Stanley Wilson Stanford Concussion Legacy Foundation

Stanley’s peers elected him to be a senator in Stanford’s Associated Student Body. He pledged Omega Psi Phi Fraternity (Alpha Mu Chapter) and served as vice president (2003-2004). Stanley became a mentor in the Children’s Visitation Program, where he focused on inspiring youth with incarcerated parents to become positive assets in society. In 2005, Stanley graduated with a B.A. in Urban Studies.

The Detroit Lions drafted Stanley in the third round of the 2005 NFL Draft. He focused on becoming a premier football player and second-generation NFL player. In 32 NFL games, Stanley Jr. racked up 86 tackles, eight pass deflections, and one forced fumble. In 2007, he was placed on injured reserve due to a knee injury, then re-signed to a one-year deal. Unfortunately, he tore his Achilles tendon during an exhibition game against the New York Giants, ending his career in the NFL.

Regardless of his situation, Stanley made time to volunteer and help those in need. From 2005-07, he was a motivational speaker, inspiring high school students to focus on education, health, fitness, and achieving their goals.

Stanley cherished spending time with family and friends, driving, reading, conducting research, and listening to music. He traveled the world, to places like the Caribbean, Italy, South Africa, Australia, Israel, and Egypt. He was an avid learner with a brilliant mind. He knew a quality education, real-world experiences, and a network of friends and mentors were critical for him as he transitioned into a successful post-NFL career.

Stanley Wilson Lions Concussion Legacy Foundation

In 2008, Stanley completed a certificate at the Aresty Institute of Executive Education and the Wharton Sports Business Initiative’s Business Management and Entrepreneurship Program. The Wharton program at the University of Pennsylvania was sponsored by the NFL and the NFL Players Association.
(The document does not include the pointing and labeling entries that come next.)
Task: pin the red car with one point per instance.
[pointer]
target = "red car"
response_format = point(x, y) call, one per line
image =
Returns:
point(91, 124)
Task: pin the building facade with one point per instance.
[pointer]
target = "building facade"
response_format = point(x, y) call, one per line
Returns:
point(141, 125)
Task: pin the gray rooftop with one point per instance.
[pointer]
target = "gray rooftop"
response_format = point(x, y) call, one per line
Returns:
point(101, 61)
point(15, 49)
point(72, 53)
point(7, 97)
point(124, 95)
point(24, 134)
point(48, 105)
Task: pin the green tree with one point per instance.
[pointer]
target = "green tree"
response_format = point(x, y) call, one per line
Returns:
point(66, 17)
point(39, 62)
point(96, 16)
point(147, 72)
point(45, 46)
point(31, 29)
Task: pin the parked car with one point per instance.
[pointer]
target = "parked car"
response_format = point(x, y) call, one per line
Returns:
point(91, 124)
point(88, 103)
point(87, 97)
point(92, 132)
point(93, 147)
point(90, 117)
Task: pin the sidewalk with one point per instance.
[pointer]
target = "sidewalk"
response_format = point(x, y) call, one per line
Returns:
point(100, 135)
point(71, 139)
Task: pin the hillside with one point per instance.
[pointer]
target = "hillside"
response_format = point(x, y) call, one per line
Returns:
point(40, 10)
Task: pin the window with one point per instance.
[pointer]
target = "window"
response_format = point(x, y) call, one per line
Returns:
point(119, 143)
In 2009, Stanley completed The NFL Player Development Program: High Growth Entrepreneurship at Northwestern University. The same year, he enrolled in the Hunter-Bellevue School of Nursing in New York City. He earned his nursing degree in 2014. After graduation, Stanley worked in the healthcare field in New York and later relocated to Portland, Oregon. He eventually returned to Carson to live with his grandmother.
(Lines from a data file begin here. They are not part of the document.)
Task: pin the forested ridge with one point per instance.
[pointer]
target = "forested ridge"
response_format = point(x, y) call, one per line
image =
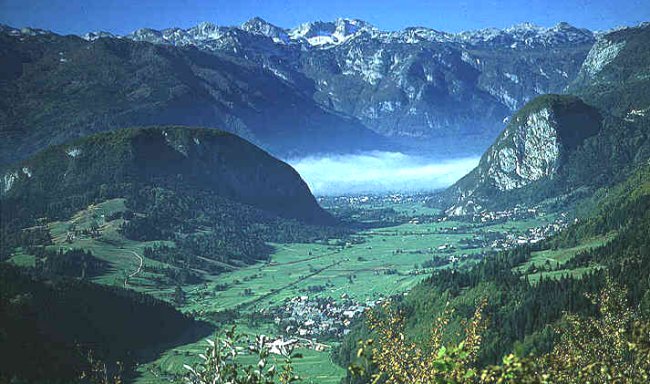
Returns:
point(522, 315)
Throughout his life, Stanley was a team player who cherished his friendships and valued his relationships with teammates and fraternity brothers. He courageously accepted new challenges with a strong faith in God and love of family. Stanley greeted each new day resilient with hope, optimism, purpose, and drive. He never stopped longing for the life that he knew he deserved.

Yet, over time, Stanley’s behavior reflected the signs of his struggles with the trauma of same gender childhood sexual abuse, mental illness, drug addiction, and indications of chronic traumatic encephalopathy (CTE), a condition that links brain degeneration to repeated hits to the head. Having been deemed incompetent to stand trial, Stanley spent the final months of his life in the custody of the Los Angeles County Sheriff’s Department (LASD). He died under suspicious circumstances.

Stanley Wilson Jr.’s family would like to thank the Detroit Lions, Stanford University, Bishop Montgomery High School, Frederick K.C. Price Christian School, and many of Stanley’s friends and teammates who have shared their condolences, kind words, and memories.